Later Roman Empire, historiography, Augustine, Christianity in the Roman Empire
B.A. (Hons), Hillsdale College, 2015
M.A., University of Notre Dame, 2017
My scholarship focuses primarily on the social and intellectual history of the Later Roman Empire, and lies both thematically and methodologically at the interface of ancient history, literary studies, and religion. I am especially interested in conceptions and constructions of time in the late ancient world as evidenced in the flowering of universal histories, the chronikon genre, and theories of the ages of the world and of the Roman Empire. My dissertation examines the malleable concept of Roma aeterna and associated themes of imperial eternity, senescence, and repristination in Latin literature from Ammianus Marcellinus to Augustine, showing how various articulations of temporality undergirded and informed the renegotiation of Roman identity in a period of political and cultural transformation.

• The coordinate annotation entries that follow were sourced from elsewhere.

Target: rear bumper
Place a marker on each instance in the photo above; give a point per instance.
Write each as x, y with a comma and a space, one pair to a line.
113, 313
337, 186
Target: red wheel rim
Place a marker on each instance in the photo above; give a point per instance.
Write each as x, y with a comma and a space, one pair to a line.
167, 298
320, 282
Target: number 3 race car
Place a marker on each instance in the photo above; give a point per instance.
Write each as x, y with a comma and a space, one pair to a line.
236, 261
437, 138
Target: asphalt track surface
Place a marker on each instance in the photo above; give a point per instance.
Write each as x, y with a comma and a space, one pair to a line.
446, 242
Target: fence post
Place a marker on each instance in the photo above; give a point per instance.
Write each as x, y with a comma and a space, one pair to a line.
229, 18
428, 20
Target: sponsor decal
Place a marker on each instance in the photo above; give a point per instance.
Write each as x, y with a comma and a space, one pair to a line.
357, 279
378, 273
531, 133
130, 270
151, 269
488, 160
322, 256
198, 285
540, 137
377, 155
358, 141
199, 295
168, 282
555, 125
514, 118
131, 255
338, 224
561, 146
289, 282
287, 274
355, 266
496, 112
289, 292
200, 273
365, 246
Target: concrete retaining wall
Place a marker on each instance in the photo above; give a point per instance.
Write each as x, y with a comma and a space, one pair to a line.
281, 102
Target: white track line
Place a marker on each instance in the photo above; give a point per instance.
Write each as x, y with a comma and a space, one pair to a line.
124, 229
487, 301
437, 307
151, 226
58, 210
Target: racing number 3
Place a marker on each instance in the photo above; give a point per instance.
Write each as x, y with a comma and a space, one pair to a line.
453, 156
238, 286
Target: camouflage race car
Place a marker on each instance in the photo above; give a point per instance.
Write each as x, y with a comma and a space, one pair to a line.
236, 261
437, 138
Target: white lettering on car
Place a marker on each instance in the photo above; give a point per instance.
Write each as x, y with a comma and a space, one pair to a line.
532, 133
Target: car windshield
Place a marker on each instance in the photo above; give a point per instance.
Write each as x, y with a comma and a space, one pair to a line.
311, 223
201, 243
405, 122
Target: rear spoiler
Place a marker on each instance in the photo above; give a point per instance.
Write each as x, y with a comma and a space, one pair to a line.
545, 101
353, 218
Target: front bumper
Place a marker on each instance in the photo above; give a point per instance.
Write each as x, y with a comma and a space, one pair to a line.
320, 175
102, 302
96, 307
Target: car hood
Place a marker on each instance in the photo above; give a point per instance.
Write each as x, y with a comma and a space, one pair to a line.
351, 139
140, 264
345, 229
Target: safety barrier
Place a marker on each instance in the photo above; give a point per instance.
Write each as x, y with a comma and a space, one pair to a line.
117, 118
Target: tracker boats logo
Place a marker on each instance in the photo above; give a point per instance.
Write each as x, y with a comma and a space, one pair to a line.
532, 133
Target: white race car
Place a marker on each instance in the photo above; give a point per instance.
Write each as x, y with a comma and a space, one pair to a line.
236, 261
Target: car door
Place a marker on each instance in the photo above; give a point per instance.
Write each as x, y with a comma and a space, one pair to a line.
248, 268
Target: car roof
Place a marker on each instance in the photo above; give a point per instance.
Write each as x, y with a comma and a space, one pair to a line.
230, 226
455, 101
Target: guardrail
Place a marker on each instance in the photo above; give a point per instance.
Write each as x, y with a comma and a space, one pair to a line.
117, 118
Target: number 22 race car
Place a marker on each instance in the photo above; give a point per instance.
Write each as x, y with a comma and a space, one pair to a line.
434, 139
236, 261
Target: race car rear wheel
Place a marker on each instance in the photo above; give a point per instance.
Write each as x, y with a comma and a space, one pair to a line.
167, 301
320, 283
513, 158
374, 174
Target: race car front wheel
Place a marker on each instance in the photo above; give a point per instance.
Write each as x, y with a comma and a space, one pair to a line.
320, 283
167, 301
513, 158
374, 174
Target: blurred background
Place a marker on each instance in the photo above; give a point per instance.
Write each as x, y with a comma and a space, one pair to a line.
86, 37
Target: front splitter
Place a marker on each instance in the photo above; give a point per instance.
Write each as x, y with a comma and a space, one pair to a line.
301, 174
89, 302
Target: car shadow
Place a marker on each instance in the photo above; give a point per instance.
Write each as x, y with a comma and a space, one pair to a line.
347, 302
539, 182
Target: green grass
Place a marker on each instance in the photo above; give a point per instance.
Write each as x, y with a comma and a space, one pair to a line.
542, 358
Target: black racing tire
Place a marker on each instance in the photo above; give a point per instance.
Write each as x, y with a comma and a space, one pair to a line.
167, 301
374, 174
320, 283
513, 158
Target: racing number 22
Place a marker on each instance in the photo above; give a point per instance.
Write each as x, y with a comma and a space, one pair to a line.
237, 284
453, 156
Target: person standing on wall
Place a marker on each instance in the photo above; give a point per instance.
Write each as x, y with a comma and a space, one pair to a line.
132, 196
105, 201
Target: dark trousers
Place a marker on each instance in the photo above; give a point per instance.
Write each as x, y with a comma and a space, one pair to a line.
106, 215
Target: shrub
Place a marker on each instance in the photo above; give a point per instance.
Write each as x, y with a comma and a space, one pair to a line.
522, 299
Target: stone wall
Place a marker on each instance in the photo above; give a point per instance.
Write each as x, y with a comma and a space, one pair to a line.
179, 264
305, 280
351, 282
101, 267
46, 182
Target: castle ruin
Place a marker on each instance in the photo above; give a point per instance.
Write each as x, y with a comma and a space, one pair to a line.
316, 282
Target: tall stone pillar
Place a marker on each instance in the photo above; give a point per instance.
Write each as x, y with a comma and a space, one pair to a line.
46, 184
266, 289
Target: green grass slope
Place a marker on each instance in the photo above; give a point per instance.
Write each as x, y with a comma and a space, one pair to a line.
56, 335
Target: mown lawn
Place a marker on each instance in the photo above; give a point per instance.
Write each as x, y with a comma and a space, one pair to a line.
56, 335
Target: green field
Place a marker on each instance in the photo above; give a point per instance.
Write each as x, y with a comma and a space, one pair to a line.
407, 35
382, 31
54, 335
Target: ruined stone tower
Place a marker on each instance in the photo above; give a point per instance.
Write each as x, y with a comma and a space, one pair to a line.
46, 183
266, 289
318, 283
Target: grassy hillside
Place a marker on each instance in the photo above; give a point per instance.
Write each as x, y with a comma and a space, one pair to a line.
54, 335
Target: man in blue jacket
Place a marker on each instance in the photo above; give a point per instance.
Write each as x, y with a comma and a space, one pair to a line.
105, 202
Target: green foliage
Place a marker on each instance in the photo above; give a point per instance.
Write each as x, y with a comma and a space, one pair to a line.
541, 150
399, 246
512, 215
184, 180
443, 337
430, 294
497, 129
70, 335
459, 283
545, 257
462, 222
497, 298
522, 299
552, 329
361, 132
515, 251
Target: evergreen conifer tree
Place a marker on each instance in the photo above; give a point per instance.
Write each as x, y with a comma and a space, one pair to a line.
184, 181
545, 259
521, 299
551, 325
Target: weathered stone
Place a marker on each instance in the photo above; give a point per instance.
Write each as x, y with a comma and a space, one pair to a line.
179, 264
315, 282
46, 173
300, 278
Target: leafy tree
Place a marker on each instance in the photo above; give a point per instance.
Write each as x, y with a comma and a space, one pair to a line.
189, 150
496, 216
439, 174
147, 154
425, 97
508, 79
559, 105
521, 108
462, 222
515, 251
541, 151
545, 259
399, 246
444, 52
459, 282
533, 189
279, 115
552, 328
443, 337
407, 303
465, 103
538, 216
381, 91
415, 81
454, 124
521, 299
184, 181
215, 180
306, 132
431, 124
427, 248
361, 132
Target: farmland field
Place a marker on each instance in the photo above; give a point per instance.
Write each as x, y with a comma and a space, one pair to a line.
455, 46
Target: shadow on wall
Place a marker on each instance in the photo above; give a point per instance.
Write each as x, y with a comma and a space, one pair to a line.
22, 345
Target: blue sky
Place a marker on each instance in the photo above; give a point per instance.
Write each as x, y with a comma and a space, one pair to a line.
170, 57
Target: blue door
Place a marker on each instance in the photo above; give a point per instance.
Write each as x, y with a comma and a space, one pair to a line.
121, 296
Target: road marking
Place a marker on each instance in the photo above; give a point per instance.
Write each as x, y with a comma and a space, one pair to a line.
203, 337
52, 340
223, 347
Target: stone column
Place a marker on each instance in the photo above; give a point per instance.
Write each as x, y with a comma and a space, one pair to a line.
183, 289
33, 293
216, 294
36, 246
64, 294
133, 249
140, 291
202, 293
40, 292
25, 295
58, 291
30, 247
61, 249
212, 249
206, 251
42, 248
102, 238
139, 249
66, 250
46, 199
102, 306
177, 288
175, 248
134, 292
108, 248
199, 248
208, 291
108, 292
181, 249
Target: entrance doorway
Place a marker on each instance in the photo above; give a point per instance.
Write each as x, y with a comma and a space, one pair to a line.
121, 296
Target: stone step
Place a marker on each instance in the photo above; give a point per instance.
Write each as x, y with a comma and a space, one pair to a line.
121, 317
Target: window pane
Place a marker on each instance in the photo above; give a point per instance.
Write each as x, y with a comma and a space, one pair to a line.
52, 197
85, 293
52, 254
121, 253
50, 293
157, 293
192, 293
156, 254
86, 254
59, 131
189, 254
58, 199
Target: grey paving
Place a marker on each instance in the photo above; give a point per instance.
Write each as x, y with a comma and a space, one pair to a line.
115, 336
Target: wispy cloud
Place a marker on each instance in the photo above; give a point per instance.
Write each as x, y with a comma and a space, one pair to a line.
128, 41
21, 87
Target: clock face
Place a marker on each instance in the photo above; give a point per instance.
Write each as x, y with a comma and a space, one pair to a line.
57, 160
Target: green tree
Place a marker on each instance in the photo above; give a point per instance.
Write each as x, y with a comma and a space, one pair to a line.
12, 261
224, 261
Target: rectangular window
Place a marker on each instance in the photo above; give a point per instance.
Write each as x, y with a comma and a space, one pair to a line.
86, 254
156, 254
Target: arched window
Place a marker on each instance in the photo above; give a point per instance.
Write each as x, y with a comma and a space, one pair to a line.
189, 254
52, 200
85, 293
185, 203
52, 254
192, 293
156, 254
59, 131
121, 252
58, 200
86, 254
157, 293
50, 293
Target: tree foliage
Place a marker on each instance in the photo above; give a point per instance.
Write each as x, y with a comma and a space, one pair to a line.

More broadly, I am interested in Latin historiography up through Orosius; the politics of late Latin poetry; late antique philosophies of language; and all aspects of ancient Christianity. Recent projects include slavery, redemption, and manumission as structural metaphors in Augustine’s theology; Claudian’s reception of Lucan; and the rhetoric of shame in John Chrysostom. I have also thought and written a good deal about sixteenth-century intellectual and religious debates and the early modern reception of patristic authors, and have contributed to translations of a range of late Latin texts.